Randazzo’s demolished that building following the denial, clearing the way for approval this time.
The demolition might have violated the spirit of special-exception criteria that off-site parking not require demolition of a viable building, but it’s legal, said board Chairman Mike Halloran — who said the ease with which Randazzo’s circumvented that criterion shows that the provision in the zoning ordinance is badly written.
Randazzo’s is not the first Zoning Hearing Board applicant to solve such a problem in that way, said board member Cory Gehret this week.
According to restaurant principal Paul Randazzo, the vacant modular building on a concrete slab with rats and mold really wasn’t viable.
After the prior denial, the family’s real estate company considered remodeling the building and adding it to its collection of rentals but decided not to because it wouldn’t have been worth it, Randazzo said.
Even if the company hadn’t planned to try again for permission to build the off-site parking lot, the company would have razed the building, Randazzo said afterward.
The building was never red-tagged by code officers as unfit for human habitation, Halloran pointed out.
Randazzo’s needs the additional parking because it plans to expand its seating from 80 to about 105, Randazzo said.
The new lot would take the number of off-street slots from 24 to about 40.
To bolster his case, Randazzo brought neighbor and friend Tim Behe, who lives behind the proposed parking lot property.

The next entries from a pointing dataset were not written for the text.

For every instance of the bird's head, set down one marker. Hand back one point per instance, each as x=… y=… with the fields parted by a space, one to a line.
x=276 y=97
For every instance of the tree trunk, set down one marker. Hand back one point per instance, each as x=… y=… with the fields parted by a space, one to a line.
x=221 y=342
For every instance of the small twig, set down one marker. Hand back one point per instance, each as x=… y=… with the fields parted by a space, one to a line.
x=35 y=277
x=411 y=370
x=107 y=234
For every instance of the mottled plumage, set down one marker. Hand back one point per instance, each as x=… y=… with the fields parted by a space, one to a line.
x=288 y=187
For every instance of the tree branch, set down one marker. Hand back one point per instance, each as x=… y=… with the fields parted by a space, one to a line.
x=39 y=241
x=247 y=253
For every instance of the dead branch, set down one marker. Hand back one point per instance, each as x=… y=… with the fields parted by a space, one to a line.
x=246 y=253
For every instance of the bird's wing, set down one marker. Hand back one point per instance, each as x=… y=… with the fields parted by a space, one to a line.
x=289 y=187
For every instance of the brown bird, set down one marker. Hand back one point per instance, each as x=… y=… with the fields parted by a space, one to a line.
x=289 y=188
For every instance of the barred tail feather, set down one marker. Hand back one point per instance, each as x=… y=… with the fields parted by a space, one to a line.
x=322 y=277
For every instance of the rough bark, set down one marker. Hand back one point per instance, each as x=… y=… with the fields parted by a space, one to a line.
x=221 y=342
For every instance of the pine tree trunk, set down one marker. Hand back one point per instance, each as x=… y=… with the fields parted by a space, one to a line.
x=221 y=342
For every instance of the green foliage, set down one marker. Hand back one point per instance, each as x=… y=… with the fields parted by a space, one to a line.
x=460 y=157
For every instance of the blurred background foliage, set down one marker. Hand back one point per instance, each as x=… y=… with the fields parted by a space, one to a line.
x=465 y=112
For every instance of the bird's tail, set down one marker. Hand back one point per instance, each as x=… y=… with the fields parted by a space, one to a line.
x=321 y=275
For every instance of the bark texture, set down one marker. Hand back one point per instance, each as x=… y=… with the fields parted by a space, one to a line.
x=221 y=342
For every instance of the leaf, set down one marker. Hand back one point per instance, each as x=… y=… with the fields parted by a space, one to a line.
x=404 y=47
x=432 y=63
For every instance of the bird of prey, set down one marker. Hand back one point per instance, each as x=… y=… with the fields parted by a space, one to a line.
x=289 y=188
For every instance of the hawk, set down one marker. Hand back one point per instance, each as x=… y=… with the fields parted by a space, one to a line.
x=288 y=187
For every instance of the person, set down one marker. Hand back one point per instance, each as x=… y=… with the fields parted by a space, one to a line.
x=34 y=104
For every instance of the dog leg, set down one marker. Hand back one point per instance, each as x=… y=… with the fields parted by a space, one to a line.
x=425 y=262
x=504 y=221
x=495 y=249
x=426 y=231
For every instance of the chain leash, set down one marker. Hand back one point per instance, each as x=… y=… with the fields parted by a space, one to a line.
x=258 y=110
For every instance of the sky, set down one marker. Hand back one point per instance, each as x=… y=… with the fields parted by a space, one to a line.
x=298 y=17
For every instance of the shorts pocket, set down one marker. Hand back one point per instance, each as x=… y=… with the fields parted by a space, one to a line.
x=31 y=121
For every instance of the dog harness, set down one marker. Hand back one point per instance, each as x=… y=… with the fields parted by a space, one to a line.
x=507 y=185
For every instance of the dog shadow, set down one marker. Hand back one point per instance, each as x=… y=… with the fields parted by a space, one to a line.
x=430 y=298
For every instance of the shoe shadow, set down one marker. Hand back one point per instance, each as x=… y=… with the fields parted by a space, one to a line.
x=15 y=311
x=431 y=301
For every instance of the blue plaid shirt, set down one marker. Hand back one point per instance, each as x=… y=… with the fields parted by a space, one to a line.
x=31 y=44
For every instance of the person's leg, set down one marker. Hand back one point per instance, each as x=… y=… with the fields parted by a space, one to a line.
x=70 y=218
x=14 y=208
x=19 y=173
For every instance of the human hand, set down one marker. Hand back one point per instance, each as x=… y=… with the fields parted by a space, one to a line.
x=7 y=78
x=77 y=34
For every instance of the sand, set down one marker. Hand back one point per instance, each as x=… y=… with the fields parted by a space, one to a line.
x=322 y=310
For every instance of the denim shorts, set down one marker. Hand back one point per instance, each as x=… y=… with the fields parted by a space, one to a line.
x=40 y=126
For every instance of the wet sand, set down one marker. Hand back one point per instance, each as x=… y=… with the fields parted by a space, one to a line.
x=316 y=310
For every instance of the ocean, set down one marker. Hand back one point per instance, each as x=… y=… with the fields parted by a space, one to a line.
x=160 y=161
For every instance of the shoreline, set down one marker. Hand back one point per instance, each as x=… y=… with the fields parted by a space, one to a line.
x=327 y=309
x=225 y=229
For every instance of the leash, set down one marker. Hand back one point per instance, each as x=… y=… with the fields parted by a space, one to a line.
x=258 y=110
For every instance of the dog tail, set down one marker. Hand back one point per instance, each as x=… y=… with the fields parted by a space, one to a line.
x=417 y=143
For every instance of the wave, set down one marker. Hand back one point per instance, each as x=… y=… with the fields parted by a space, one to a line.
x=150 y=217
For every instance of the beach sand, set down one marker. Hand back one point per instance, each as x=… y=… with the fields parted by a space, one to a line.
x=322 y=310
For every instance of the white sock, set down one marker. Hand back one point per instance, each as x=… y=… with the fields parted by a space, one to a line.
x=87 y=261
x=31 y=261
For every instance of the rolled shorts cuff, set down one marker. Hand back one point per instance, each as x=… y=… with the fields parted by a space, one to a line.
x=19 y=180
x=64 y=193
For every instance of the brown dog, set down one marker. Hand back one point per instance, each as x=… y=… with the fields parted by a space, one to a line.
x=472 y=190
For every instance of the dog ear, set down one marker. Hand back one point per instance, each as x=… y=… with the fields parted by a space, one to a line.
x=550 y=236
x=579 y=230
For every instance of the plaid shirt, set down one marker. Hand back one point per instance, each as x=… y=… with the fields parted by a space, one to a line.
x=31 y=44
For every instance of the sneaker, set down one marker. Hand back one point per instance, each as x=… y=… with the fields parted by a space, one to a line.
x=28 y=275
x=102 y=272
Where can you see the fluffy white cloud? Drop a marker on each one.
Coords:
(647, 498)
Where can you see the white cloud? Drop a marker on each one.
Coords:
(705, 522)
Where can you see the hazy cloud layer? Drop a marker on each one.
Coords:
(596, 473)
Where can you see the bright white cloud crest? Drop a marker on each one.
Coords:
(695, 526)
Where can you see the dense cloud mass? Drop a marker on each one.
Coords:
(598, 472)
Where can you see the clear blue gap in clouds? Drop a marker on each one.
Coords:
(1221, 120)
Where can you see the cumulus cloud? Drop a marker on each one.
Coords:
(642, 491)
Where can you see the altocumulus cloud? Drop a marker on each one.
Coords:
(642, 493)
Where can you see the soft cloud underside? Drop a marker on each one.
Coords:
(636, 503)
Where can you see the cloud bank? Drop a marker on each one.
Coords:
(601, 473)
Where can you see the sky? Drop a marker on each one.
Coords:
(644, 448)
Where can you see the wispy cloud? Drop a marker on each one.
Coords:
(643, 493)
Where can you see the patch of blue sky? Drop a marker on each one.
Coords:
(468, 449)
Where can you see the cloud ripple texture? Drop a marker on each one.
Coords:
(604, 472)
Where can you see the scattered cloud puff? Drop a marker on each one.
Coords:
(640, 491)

Behe nearly pleaded with the board to allow the project, saying that after the parking lot is built and the required vegetative screening installed, his house will be much better protected.
Currently, due to the success of the restaurant, “because the meatballs are just that good,” patrons — though generally polite — nevertheless park and sometimes deposit trash on his lawn, Behe said.
Because of parking on the street caused by the restaurant, there are also snow plowing issues in winter, he said.
Speaking for his neighbors, Behe said, “We’re all for it.”
“We’re trying to do what’s best for the area, not (necessarily) what’s best for us,” Randazzo said.